Facebook thought we were stupid

SOCIAL networking site Facebook quietly altered its terms and conditions back in February. A clause in Facebook's terms of service allows them to alter those conditions at any time without notice.

They removed the terms of service clause that stated "You may remove your User Content from the Site at any time. If you choose to remove your User Content, the license granted above will automatically expire", although Facebook could keep still archived copies of these.

This was replaced with: "The following sections will survive any termination of your use of the Facebook Service." This effectively meant that anything users ever put on Facebook belonged to Facebook forever, even if the users had subsequently taken it down. Remember those embarrassing pictures of yourself you took when you were still at school, the ones you decided to take down before you make that job application some years later? Yes, these would now belong to Facebook in perpetuity, including rights to "publicly perform" users' content, and to use their "name, likeness and image" for "commercial and advertising purposes."

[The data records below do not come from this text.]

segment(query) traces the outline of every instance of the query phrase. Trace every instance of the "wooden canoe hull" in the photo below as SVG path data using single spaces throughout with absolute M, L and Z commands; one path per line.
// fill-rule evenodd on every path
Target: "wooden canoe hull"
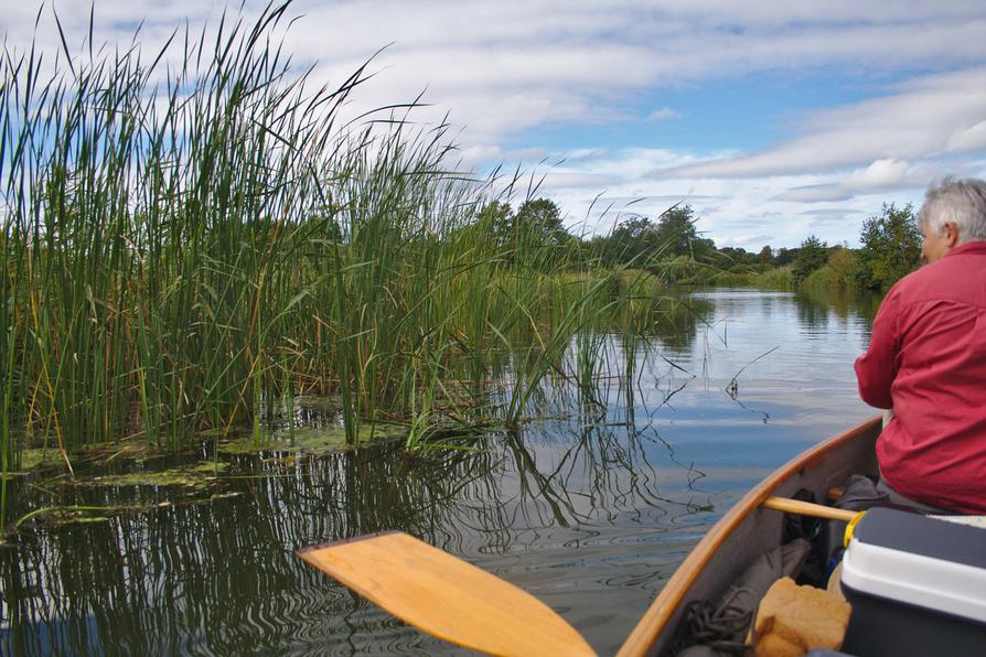
M 764 499 L 807 488 L 824 500 L 850 474 L 878 474 L 879 433 L 878 416 L 795 456 L 747 493 L 682 562 L 619 654 L 660 654 L 689 602 L 717 599 L 758 556 L 780 545 L 783 514 L 761 508 Z

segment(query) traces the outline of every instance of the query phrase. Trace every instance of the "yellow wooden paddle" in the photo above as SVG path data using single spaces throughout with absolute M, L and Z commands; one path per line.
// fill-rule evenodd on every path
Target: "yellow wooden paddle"
M 851 523 L 864 513 L 850 511 L 844 508 L 835 508 L 834 506 L 825 506 L 811 502 L 802 502 L 801 499 L 789 499 L 787 497 L 774 496 L 764 499 L 760 506 L 784 511 L 786 514 L 800 514 L 802 516 L 812 516 L 814 518 L 842 520 L 843 523 Z
M 494 655 L 594 655 L 545 603 L 401 531 L 299 550 L 398 618 L 444 640 Z

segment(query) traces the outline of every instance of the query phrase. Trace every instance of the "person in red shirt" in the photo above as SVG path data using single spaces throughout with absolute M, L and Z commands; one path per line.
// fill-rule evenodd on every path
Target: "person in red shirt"
M 856 359 L 891 499 L 986 514 L 986 183 L 951 180 L 918 213 L 928 265 L 897 282 Z

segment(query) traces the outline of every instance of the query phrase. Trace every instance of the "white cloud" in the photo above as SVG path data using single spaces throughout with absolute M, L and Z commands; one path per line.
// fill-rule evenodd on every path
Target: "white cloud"
M 762 152 L 660 171 L 682 177 L 752 177 L 834 171 L 983 148 L 986 68 L 931 75 L 896 93 L 814 112 L 804 132 Z
M 37 4 L 7 4 L 0 32 L 8 45 L 23 47 Z M 187 20 L 195 34 L 224 7 L 222 0 L 100 0 L 96 42 L 126 46 L 147 19 L 140 36 L 147 57 L 178 24 Z M 256 15 L 262 0 L 246 7 Z M 69 46 L 78 49 L 88 4 L 57 9 Z M 57 52 L 50 12 L 37 39 Z M 944 173 L 986 172 L 980 0 L 299 0 L 287 13 L 303 18 L 279 32 L 287 34 L 285 52 L 299 67 L 318 61 L 318 84 L 340 84 L 392 44 L 368 65 L 376 75 L 353 94 L 350 116 L 424 90 L 424 101 L 433 105 L 416 110 L 415 120 L 448 116 L 464 163 L 523 161 L 532 175 L 546 173 L 542 193 L 601 229 L 619 212 L 656 216 L 684 198 L 701 217 L 699 227 L 724 246 L 795 246 L 811 231 L 840 241 L 882 201 L 920 201 L 926 182 Z M 870 76 L 860 84 L 871 84 L 876 97 L 810 112 L 789 126 L 790 138 L 758 152 L 708 143 L 705 152 L 607 148 L 607 129 L 646 116 L 633 109 L 645 97 L 656 98 L 652 120 L 687 111 L 689 121 L 677 128 L 696 119 L 684 108 L 662 107 L 662 89 L 700 88 L 709 78 L 742 84 L 764 72 L 810 77 L 833 67 L 851 69 L 857 80 Z M 925 74 L 890 88 L 872 82 L 909 71 Z M 582 127 L 583 134 L 599 128 L 600 137 L 558 146 L 566 126 Z M 555 129 L 553 147 L 539 141 L 543 128 Z M 827 214 L 805 214 L 806 207 Z M 817 224 L 819 217 L 825 220 Z
M 663 121 L 665 119 L 676 119 L 682 115 L 669 107 L 662 107 L 661 109 L 655 109 L 647 116 L 647 119 L 651 121 Z

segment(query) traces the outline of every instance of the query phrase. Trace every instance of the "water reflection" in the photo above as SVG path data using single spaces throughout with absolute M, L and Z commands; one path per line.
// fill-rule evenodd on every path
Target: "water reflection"
M 395 528 L 523 586 L 613 653 L 746 489 L 870 414 L 851 375 L 868 303 L 687 291 L 679 306 L 695 312 L 650 314 L 643 335 L 574 336 L 560 369 L 576 374 L 539 390 L 545 417 L 469 450 L 412 461 L 395 444 L 237 456 L 218 481 L 182 494 L 21 480 L 21 509 L 144 510 L 37 525 L 0 549 L 0 653 L 454 651 L 294 556 Z M 582 371 L 580 353 L 602 357 Z

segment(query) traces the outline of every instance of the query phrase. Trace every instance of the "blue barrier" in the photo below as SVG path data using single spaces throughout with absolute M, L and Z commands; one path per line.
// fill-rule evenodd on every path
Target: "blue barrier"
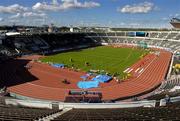
M 101 83 L 105 83 L 105 82 L 108 82 L 111 79 L 112 79 L 112 77 L 110 77 L 108 75 L 97 75 L 92 80 L 93 81 L 98 81 L 98 82 L 101 82 Z
M 55 63 L 55 64 L 51 64 L 51 66 L 56 67 L 56 68 L 63 68 L 64 64 Z
M 98 81 L 80 81 L 77 86 L 81 89 L 96 88 L 99 86 Z
M 81 78 L 85 78 L 86 76 L 81 76 Z M 92 78 L 90 81 L 80 81 L 78 82 L 77 86 L 81 89 L 88 89 L 88 88 L 96 88 L 99 86 L 99 83 L 105 83 L 111 80 L 112 77 L 108 75 L 98 75 Z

It seems that Facebook either felt users wouldn't notice the change in its terms of service, or wouldn't understand its implications if they did notice, or would accept Facebook CEO Mark Zuckerberg's explanation to his users that he "needed" these rights in order to legally facilitate user content sharing.

In the event, the huge outcry from Facebook users meant that the clause in question was quickly removed, and replaced with a slightly better version of the original contract. Facebook users can now happily waste vast amounts of their valuable time on the site, safe in the knowledge that Facebook can no longer profit from their now deleted pictures of themselves taken when they were drunk all those years ago.

The Facebook affair shows that the general public do occasionally show an interest in copyright.

With an increasing number of freelance journalists using "free" sites like Flickr and Blogger.com to showcase their work, it's more important than ever to study diligently the terms of service before signing up, and periodically to review them to check they haven't unexpectedly changed. It's probably a good idea to give some thought now to having a (paid-for, tax-deductible) back-up plan and domain name ready for when your current free blogging or photo-sharing hosts try to grab all your rights, start charging money or go out of business.